Philips Agrees to $479 Million Settlement Over Recalled CPAP Machines
Philips, the renowned technology company, has committed to a settlement of $479 million in response to lawsuits from consumers regarding its recalled CPAP (continuous positive airway pressure) and other breathing apparatuses.
The class action settlement, unveiled on Thursday, addresses economic claims. However, it does not encompass personal injury or medical monitoring claims related to the recalled breathing devices that have been associated with cancer in lawsuits.
The lead plaintiffs’ attorneys in the multidistrict litigation against Philips have indicated that the settlement amount might surge to nearly $1 billion.
“This settlement offers significant monetary compensation to those who acquired or paid for Philips’ faulty devices. It’s a pivotal move towards justice,” remarked co-lead plaintiffs counsel including Sandra Duggan of Levin Sedran & Berman; Kelly Iverson of Lynch Carpenter; Chris Seeger of Seeger Weiss; and Steven Schwartz of Chimicles Schwartz Kriner & Donaldson-Smith. They further emphasized their commitment to pursuing personal injury and medical monitoring claims against Philips, which are expressly omitted from this agreement.

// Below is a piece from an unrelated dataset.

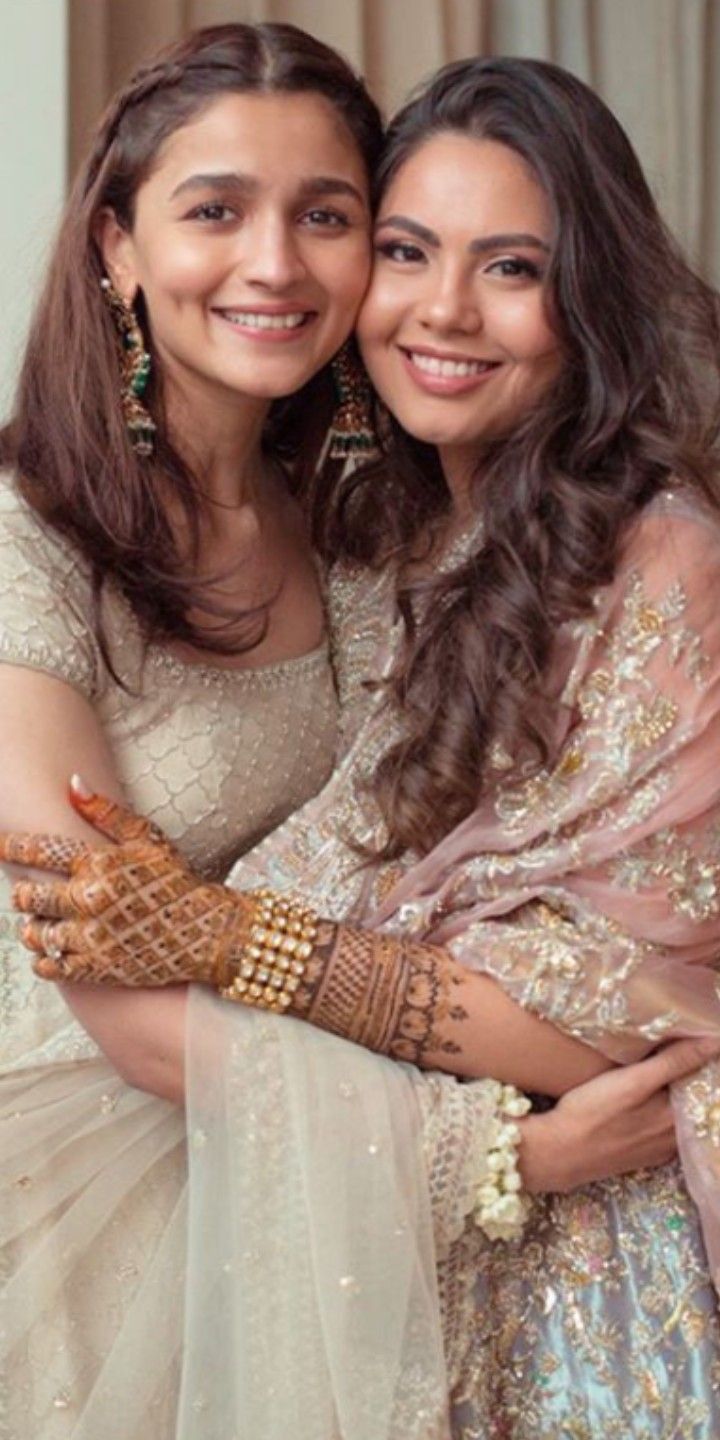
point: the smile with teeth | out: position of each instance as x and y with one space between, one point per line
450 369
257 320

U.S. District Senior Judge Joy Flowers Conti, who supervises the multidistrict litigation, is yet to approve the settlement.

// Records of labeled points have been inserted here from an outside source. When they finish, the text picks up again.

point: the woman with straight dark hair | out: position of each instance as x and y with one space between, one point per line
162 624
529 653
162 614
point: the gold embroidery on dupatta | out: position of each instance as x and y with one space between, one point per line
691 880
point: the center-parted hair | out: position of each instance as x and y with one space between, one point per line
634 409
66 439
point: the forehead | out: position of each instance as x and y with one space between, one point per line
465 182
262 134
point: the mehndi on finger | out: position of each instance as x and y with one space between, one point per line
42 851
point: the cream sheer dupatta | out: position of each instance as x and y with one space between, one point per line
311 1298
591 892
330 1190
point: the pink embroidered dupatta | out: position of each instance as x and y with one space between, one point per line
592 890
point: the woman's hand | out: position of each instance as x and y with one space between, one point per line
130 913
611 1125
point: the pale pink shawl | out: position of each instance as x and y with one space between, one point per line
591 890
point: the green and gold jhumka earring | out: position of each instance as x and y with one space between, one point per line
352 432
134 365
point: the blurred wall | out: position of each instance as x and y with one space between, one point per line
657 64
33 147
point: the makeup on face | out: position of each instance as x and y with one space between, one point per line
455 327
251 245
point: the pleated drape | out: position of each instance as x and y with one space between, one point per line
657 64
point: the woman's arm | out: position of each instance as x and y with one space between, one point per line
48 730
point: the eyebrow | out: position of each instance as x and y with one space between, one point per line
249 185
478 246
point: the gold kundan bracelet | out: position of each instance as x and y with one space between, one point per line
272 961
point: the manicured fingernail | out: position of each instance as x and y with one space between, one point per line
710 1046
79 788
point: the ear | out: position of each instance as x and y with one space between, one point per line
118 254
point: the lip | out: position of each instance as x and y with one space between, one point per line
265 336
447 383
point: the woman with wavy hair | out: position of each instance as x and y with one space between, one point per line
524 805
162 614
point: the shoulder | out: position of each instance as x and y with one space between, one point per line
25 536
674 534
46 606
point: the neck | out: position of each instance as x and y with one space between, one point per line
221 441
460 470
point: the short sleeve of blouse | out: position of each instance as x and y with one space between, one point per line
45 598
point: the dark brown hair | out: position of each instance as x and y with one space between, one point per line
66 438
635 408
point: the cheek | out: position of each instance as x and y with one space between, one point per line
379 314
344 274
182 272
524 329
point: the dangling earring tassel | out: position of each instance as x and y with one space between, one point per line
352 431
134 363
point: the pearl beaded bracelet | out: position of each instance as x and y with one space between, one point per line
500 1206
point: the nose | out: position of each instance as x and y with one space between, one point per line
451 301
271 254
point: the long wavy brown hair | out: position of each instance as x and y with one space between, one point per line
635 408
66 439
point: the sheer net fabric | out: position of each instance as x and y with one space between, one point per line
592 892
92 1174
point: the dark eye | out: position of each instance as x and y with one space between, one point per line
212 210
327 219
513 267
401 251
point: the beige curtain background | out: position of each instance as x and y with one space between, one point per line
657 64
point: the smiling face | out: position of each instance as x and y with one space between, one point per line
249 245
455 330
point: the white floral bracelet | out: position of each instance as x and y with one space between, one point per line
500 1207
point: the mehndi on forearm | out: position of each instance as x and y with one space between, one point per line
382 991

In 2021, Philips initiated a recall of approximately 10.8 million breathing devices due to health concerns tied to its sound-reducing foam. Philips, in a statement, mentioned that payments might commence as early as Q1 2024. However, they stressed that this settlement does not constitute an admission of guilt. A representative for Philips Respironics, a Philips subsidiary, expressed the company’s intent to prioritize patient welfare and safety.
Philips, currently facing almost 700 lawsuits in the Western District of Pennsylvania’s multidistrict litigation, has sought to dismiss claims not covered by the settlement. John Lavelle, Philips’ attorney from Morgan, Lewis & Bockius in Philadelphia, contended that plaintiffs haven’t sufficiently alleged that the foam degradation in the devices led to cancer or exposed them to harmful substances linked to latent diseases.
Last year, Judge Conti appointed over 30 lawyers, inclusive of 18 women and eight attorneys of color, to spearhead the multidistrict litigation against Philips. She also designated 10 attorneys to a leadership development committee, aiming to uplift younger or less seasoned lawyers.
Amazon Faces Class Action Over Alleged “No Hassle” Return Charges
Amazon, the e-commerce giant, is now under legal scrutiny following a proposed class action filed in Washington federal court. The lawsuit alleges that despite Amazon’s promises of free, “no hassle” returns, the company consistently charges customers for items returned within the stipulated 30-day window. This is even when Amazon’s own records confirm the timely receipt of these returned products.
The lawsuit was filed on behalf of four Amazon customers, citing causes of action for breach of contract, violation of the Washington Consumer Protection Act, conversion, and unjust enrichment.
The plaintiffs argue that Amazon’s practices contradict its own refund and exchange policy terms. The complaint states, “On information and belief, Amazon knew that it routinely charged its customers the full sale price and tax on items that were timely returned to it in original condition.”
The litigation particularly highlights Amazon’s “instant refund” offer, which allows customers to receive a refund as soon as they drop off the product at an authorized location. This refund is processed even before Amazon physically receives the returned item.
The lawsuit seeks to represent a nationwide class of Amazon customers who, based on the company’s records, were charged for products that were returned on time within the past six years.